Secondo passaggio: scrivere il codice per un flusso di lavoro su GitHub

Una volta creato un nuovo flusso di lavoro, si aprirà au­to­ma­ti­ca­men­te un nuovo file chiamato main.yml nella cartella .github/workflows. È possibile mo­di­fi­ca­re questo file di­ret­ta­men­te su GitHub e ag­giun­ge­re il codice che de­si­de­ra­te eseguire nel flusso di lavoro. Come indicato nell’esten­sio­ne del file, questo codice deve essere scritto nel lin­guag­gio di pro­gram­ma­zio­ne YAML.

Immagine: Il file main.yml nell’editor di GitHub
Potete mo­di­fi­ca­re il file main.yml di­ret­ta­men­te su GitHub e poi eseguire un commit.

Le azioni spe­ci­fi­ca­te nel codice dipendono esclu­si­va­men­te da voi. Il nostro codice di esempio crea un flusso di lavoro chiamato “example” che viene eseguito ogni volta che c’è un commit nel ramo “main”:

name: example
on:
	push:
		branches: [main]
jobs:
	build:
		runs-on: ubuntu-latest
		steps:
-  uses: actions/checkout@v2
    with:
	fetch-depth: 0
- run: make

In primo luogo, si specifica quando deve essere eseguito esat­ta­men­te il flusso di lavoro su GitHub. A questo scopo si uti­liz­za­no le parole chiave “on” e “push”. Queste attivano il flusso di lavoro se il codice è spe­ci­fi­ca­to dopo la parola chiave “branches”.

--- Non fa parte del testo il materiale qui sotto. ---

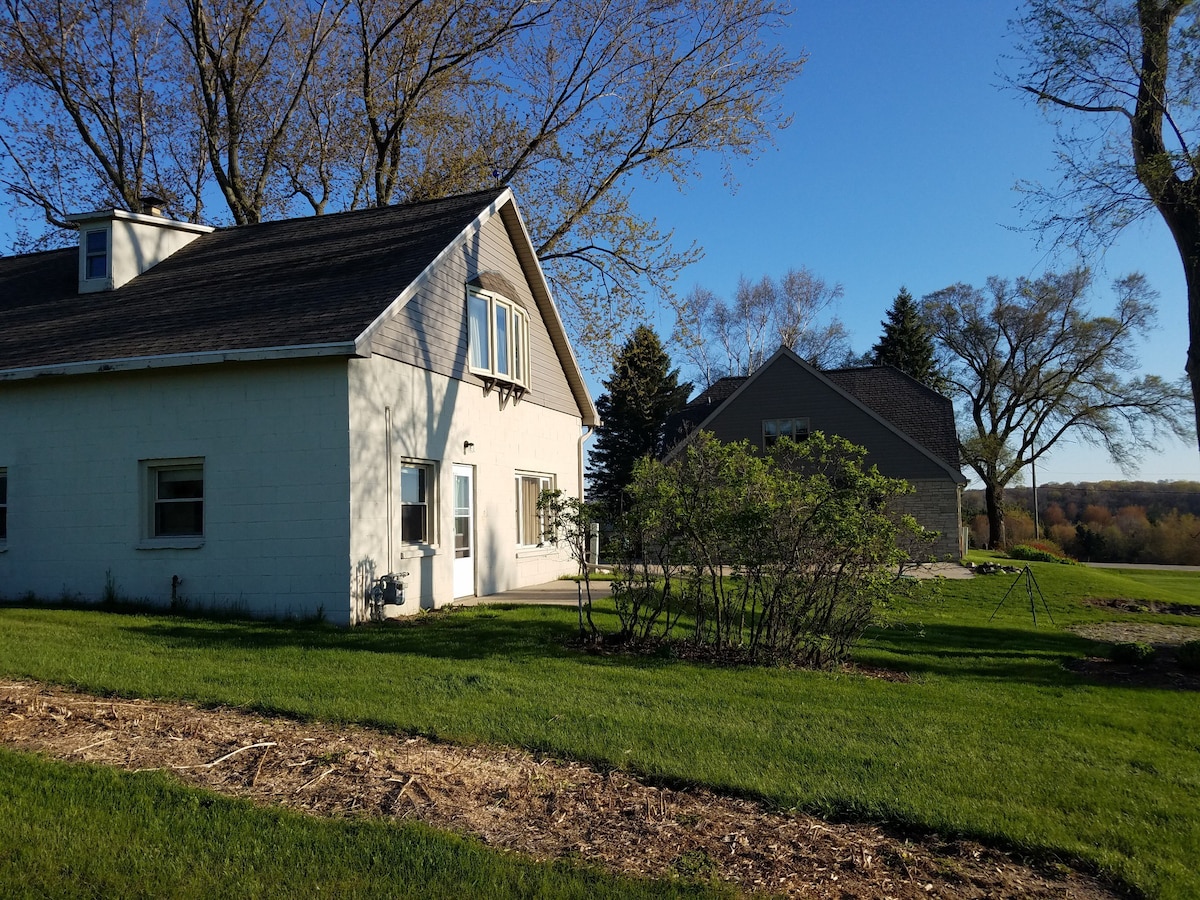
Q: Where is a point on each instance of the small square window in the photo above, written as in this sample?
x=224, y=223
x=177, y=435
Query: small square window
x=173, y=501
x=96, y=255
x=179, y=502
x=415, y=481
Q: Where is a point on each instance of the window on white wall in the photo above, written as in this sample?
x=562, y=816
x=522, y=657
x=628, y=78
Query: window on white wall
x=498, y=334
x=415, y=487
x=175, y=489
x=532, y=522
x=4, y=505
x=96, y=253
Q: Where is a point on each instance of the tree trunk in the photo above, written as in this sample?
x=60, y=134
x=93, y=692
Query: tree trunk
x=1192, y=270
x=994, y=497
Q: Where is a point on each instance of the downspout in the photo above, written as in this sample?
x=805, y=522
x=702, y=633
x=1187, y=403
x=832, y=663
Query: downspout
x=583, y=437
x=387, y=453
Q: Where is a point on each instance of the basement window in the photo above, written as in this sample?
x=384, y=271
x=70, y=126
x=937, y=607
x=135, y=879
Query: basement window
x=173, y=502
x=415, y=484
x=533, y=523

Il flusso di lavoro vero e proprio consiste in un lavoro chiamato “build”, che a sua volta è formato da due singoli passaggi e viene eseguito su un host Ubuntu.

Nel primo passaggio, uti­liz­zia­mo un’azione pre­de­fi­ni­ta di GitHub chiamata “checkout”, la quale assicura che tutto il codice del re­po­si­to­ry venga scaricato sull’host. Il parametro “fetch-depth” può essere usato per spe­ci­fi­ca­re il numero di commit da scaricare. Spe­ci­fi­can­do “0” si assicura che venga scaricata l’intera cro­no­lo­gia dei commit del ramo “main”.

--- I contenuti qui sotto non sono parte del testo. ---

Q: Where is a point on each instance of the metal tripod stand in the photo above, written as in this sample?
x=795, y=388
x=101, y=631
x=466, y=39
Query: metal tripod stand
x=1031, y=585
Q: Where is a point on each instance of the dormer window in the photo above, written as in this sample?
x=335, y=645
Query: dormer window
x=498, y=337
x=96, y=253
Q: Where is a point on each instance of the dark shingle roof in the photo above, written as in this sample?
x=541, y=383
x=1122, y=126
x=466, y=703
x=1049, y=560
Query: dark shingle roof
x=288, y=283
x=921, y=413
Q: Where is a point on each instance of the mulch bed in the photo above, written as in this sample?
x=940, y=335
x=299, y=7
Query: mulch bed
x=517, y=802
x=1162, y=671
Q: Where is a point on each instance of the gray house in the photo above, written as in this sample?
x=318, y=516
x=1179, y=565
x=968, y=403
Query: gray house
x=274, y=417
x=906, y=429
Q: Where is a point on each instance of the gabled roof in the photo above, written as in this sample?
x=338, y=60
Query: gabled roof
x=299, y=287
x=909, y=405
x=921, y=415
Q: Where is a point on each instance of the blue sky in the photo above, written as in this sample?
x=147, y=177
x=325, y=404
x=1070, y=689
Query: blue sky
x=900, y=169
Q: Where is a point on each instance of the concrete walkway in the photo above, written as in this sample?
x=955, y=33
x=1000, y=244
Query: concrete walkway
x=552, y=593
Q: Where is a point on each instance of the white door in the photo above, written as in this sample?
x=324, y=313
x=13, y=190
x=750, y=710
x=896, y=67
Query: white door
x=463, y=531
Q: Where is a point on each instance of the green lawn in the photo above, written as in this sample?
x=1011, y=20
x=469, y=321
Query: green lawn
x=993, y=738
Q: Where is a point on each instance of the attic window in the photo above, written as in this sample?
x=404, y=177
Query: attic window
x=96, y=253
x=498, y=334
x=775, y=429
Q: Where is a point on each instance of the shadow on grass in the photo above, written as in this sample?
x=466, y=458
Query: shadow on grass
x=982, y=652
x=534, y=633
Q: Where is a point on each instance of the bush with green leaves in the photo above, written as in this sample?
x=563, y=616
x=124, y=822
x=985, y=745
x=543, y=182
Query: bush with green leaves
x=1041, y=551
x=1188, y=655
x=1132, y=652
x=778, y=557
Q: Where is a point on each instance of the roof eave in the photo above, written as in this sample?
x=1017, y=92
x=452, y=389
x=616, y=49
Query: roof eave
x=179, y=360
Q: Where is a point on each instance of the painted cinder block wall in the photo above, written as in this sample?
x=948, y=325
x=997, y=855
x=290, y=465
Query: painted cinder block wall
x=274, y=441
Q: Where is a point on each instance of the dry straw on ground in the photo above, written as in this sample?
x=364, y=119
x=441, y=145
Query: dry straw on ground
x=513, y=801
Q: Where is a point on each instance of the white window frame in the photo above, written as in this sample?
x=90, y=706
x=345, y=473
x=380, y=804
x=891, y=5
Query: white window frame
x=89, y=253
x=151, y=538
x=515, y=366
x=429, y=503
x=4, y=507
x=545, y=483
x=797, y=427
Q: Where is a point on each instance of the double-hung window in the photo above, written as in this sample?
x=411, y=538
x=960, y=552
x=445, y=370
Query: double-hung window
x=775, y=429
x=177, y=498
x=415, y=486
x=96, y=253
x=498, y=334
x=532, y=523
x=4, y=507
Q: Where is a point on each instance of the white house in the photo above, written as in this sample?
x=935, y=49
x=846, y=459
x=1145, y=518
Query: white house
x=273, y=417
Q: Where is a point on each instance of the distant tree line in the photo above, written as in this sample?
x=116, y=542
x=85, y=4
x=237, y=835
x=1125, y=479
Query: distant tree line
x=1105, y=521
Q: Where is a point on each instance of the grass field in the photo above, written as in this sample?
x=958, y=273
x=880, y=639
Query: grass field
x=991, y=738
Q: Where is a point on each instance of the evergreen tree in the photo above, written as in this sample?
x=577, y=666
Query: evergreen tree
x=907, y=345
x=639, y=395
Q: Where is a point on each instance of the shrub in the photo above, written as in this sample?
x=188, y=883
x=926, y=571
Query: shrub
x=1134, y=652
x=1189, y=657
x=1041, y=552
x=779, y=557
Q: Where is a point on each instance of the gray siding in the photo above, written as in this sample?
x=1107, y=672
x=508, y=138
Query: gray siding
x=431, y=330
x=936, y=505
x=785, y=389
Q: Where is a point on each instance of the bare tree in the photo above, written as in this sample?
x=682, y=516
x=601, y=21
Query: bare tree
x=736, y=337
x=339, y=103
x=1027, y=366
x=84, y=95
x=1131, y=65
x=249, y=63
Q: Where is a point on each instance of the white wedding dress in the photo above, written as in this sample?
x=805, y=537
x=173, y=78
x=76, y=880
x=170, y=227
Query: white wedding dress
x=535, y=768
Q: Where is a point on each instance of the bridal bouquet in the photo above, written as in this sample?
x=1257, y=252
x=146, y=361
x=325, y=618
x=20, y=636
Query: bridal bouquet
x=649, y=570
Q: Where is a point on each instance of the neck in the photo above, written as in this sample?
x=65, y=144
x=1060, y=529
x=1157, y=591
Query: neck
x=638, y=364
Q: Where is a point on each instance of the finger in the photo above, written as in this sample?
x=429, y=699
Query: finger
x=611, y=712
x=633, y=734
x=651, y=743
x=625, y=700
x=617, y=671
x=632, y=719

Nel secondo passaggio si esegue il comando “make” sull’host. Questo compila e gestisce il codice eseguendo comandi che di solito sono spe­ci­fi­ca­ti in un co­sid­det­to “Makefile”.

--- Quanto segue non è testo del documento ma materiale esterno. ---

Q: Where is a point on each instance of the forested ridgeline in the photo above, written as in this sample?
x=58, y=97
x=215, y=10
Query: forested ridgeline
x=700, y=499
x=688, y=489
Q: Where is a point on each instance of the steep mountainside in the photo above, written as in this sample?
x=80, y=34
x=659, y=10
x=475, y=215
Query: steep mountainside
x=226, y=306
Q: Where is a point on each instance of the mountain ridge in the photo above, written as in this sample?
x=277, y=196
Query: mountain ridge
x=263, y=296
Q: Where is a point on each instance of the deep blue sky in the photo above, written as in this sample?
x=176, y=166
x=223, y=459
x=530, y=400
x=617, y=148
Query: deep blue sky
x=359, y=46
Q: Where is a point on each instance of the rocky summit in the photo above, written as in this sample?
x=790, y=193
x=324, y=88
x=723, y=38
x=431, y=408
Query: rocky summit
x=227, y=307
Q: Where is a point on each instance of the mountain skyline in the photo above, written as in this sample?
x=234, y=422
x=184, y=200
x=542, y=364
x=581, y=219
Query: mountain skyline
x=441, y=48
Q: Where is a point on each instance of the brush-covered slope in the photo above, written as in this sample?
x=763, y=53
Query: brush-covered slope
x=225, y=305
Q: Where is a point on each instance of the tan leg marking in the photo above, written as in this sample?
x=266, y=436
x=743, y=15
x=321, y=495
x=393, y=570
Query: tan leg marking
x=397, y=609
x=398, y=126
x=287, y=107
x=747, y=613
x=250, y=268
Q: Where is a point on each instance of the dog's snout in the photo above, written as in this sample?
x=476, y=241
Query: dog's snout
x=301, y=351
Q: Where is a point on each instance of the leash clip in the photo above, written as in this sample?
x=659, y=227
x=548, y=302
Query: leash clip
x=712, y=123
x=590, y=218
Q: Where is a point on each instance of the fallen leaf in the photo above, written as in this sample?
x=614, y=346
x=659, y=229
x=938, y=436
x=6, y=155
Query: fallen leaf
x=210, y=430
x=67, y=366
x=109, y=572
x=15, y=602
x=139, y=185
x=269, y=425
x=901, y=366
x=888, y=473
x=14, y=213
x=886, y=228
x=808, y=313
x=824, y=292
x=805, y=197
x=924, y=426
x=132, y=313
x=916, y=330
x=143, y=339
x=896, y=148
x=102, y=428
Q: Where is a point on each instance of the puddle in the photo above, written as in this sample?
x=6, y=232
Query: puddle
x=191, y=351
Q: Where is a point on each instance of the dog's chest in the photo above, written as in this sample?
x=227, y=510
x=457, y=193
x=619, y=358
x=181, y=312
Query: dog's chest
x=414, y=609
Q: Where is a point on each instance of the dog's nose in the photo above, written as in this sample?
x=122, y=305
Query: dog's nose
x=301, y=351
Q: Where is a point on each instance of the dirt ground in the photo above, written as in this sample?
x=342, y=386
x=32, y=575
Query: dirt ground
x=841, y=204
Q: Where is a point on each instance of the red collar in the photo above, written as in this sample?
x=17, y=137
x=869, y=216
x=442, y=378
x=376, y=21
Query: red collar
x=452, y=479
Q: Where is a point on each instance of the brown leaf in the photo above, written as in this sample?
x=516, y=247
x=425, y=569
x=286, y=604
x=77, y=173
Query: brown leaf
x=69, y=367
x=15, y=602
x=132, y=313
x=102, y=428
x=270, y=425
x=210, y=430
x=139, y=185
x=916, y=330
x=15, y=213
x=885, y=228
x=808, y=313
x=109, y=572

Terzo passaggio: salvare e fare il commit del flusso di lavoro su GitHub

Dopo aver spe­ci­fi­ca­to il codice nel flusso di lavoro, dovete solo salvare il file e fare il commit. Da quel momento in poi, il flusso di lavoro verrà eseguito ogni volta che si verifica l’evento spe­ci­fi­ca­to.